The book opens with highly particular observations of the situation in Hungary in March of 1944, and it closes with more general ruminations about the psychological, ethical and cultural state of Europe in 1948. The author is pessimistic, but he will not yield an inch on the overarching importance of a humanistic culture which he feels may be moribund, but without which he sees Europe and the modern world as bereft of rational ideals and purpose. It might be better to read two or three of Marai's novels which are now available in good English translations before turning to this memoir - in this way the reader will be exposed to sophisticated and moving literary portrayals of the world whose loss he laments here. The Corvina Books Ltd. edition of the Memoirs has a brief, cogent Introduction by the translator, who has also compiled very informative end-notes on Hungarian personalities and events alluded to by Marais. This book is highly recommended to anyone who wishes to learn what this historical period looked and felt like "from the inside".

We need more of Maria's books translated  Jun 12, 2006
This is a first-rate book and that's all that needs to be said. The customer reviews on this site provide a rich discussion of its content and of Marai himself. The most important aspect of the book -- and the reviews -- is to draw attention to a major and prolific novelist whose work disappeared for fifty years as a result of the political purging of the communist regime. Embers, the first of the rescued novels, is simply superb -- and such a surprise; you will not have read anything like it. Conversations is more complex and takes a while to get into but it, too, is the work of a unique mind and style.

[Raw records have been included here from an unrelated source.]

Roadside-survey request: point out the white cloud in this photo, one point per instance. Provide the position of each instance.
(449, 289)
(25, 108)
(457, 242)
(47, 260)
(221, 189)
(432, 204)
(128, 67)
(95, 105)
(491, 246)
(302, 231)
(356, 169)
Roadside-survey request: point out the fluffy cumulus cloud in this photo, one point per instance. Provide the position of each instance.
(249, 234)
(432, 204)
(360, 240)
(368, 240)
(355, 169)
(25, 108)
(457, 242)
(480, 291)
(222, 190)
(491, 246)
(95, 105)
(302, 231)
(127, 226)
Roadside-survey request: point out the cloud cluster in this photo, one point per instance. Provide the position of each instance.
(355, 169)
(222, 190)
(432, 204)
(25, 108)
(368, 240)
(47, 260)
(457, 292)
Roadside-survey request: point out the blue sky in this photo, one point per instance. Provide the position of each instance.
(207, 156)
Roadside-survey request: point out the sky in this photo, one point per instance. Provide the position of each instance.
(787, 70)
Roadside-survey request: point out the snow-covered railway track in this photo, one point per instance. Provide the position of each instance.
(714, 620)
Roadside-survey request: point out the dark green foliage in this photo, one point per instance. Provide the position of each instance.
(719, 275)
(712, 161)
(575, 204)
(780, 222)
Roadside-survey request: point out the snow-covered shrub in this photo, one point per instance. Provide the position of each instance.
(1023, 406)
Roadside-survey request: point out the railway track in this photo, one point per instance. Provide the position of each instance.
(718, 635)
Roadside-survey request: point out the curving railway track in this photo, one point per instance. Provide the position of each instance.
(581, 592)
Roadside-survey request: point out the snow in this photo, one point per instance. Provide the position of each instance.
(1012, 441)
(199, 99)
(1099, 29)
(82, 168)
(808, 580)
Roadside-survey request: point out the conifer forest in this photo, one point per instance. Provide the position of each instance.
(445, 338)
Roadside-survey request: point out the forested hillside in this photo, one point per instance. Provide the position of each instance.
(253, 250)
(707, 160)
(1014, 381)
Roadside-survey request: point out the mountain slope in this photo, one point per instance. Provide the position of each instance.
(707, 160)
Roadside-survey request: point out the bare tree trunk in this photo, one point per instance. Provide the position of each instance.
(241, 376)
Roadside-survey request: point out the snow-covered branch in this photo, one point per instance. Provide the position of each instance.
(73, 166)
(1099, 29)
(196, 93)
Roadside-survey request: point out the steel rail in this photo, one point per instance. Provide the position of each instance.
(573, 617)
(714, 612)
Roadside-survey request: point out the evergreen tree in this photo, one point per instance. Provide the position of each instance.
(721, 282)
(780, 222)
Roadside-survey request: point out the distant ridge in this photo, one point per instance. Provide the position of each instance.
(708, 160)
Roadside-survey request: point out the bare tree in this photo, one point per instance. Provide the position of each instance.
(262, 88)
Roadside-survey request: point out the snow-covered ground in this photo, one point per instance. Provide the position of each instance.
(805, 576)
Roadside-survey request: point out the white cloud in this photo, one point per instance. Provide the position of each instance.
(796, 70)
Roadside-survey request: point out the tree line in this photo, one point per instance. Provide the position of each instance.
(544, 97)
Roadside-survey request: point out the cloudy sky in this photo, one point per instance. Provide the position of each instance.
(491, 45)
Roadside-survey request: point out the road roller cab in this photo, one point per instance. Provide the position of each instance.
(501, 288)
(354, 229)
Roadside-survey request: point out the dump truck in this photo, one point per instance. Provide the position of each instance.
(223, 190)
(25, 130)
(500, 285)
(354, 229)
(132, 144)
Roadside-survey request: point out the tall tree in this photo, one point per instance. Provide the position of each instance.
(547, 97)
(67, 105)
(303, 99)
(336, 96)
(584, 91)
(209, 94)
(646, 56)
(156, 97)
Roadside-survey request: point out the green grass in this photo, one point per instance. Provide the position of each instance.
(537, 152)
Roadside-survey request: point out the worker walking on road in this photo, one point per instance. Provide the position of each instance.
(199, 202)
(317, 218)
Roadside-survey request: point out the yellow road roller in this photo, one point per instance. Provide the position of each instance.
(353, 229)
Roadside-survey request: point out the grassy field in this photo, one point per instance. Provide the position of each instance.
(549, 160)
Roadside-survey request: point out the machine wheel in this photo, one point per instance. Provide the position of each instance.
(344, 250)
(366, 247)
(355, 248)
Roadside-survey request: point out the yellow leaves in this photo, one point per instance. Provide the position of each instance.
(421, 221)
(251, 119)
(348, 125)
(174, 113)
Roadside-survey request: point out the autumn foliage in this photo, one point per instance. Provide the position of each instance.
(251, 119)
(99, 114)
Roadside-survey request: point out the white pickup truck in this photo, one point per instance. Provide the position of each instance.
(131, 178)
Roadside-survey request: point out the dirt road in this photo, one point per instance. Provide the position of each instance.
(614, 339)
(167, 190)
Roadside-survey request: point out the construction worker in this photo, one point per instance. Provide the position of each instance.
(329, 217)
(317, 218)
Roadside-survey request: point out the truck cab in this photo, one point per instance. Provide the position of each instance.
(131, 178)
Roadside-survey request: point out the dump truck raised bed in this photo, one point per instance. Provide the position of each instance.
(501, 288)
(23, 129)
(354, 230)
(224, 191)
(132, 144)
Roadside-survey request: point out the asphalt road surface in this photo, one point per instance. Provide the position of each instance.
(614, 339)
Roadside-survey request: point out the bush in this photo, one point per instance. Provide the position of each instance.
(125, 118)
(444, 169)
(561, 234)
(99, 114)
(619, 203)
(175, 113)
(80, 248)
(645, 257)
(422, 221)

So, this is a good introduction to Marai and an excellent historical memoir but it is the novels that matter most. There will be more -- the search is on to find the original Hungarian books. Embers should be on your bookshelf and Christmas/Fathers Day/Whatever gift list
Buy,beg,borrow or steal but read this book !  Apr 20, 2005
This is a wonderful memoir set in Hungary covering the last days of World War II and the gradual take over of power by the communists.The memoir ends in 1948 when Marai left his homeland for good.
As anyone who has read Embers will know Marai is a very gifted writer and this memoir is an absolute delight to read.It is full of brilliant insights and perhaps gives the reader a better idea of what life was like in an East European city in the post war era compared to historical studies.I particulary enjoyed the sections in the book where he recounts his dealings with the Russian soldiers who "liberated" Hungary.
There is only one sadness attached to this book and that is that Marai has only the 3 books available in English.He was a prolific author and if Embers,Converstaions in Bolzano and this memoir are anything to go by he is a writer of great quality and I would gladly read anything he has written.So come on publishers show a bit of initiative and get more of this great twentieth century Hungarian writer into translation.
Fine account of the Red Army occupation of Budapest  Apr 10, 2004
I cannot improve on the review below, but I can try to help by summarizing a few important points about this book. The reason why it gets five stars is the author's fascinating personal account of the Soviet Army's occupation of Budapest in 1944-1945 and of the cultural clash between Soviet soldiers and the Hungarian bourgeois. This makes up the first third of the book (113 pages). The other two-thirds of the book cover the aftermath of the destruction of Budapest, and the increasing Communist stranglehold on society ending in Marai's flight to Switzerland. These latter parts are not bad, but not as good; they sometimes drag a bit, with Marai tending to entwine himself in navel-gazing intellectual discourse from which a better editor might have rescued him.